Je secouais la tête de gauche à droite. Le regard triste, elle reporta son attention sur son calepin.

— Bon, alors... Pour l'enquête, on a plein de pistes, et plein d'indices qu'il faudrait sérieusement commencer à étudier, dit Colin, assis sur le bureau du professeur en tapotant un place à côté de lui, m'invitant à le rejoindre. Seulement, ça m'étonnerai que le reste de l'heure nous suffise pour mettre tout ça en ordre. Tu pourrais me passer ton numéro de portable ? Comme ça, je pourrais t'envoyer un message ce soir pour qu'on se voit ce week-end.

J'acquiesçais. Je plongeai ma main dans ma poche de veste. Puis dans mon autre poche. Je tâtais mes poches de pantalon. Je fronçai les sourcils.

— Un problème ?

— Je ne trouve plus mon téléphone, avouais-je, contrarié.

Il fronça les sourcils à son tour. Je réfléchis quelques secondes avant de repenser à mon altercation.

— Le type à la capuche ! m'exclamais-je. Tout à l'heure je me suis fait bousculer. J'ai dû le perdre à ce moment-là...
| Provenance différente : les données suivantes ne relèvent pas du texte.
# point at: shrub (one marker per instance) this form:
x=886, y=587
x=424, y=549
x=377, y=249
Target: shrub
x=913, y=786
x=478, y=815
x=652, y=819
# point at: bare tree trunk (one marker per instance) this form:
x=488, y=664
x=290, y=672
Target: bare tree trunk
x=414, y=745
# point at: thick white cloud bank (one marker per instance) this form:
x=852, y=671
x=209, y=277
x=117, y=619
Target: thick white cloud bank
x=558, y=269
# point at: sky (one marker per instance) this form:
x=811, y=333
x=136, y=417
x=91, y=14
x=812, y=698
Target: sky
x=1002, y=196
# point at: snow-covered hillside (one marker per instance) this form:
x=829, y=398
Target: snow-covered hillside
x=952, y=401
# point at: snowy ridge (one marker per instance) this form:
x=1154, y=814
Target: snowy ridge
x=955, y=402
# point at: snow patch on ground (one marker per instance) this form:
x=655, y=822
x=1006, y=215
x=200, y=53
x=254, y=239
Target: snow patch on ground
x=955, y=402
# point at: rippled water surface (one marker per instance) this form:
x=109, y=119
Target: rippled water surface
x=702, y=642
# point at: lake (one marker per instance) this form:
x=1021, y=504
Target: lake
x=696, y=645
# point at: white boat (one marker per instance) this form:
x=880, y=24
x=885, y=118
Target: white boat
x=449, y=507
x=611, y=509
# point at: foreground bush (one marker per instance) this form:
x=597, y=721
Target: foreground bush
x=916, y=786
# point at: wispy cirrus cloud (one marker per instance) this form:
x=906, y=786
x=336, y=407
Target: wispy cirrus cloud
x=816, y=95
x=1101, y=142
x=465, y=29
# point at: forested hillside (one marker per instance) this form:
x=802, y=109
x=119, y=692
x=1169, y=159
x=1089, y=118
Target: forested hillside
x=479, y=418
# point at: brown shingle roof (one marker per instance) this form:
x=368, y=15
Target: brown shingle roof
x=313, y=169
— Ou te le faire voler, ajouta Colin, le regard dur.

Je hochais la tête.

— Tu penses à ce que je pense ?

Je hochais la tête à nouveau.

— Il se pourrait que le type à la capuche soit le voleur de portable...

Ce fut à son tour de hocher la tête.

— Raconte moi tout dans les moindres détails, me somma-t-il, l'air déterminé.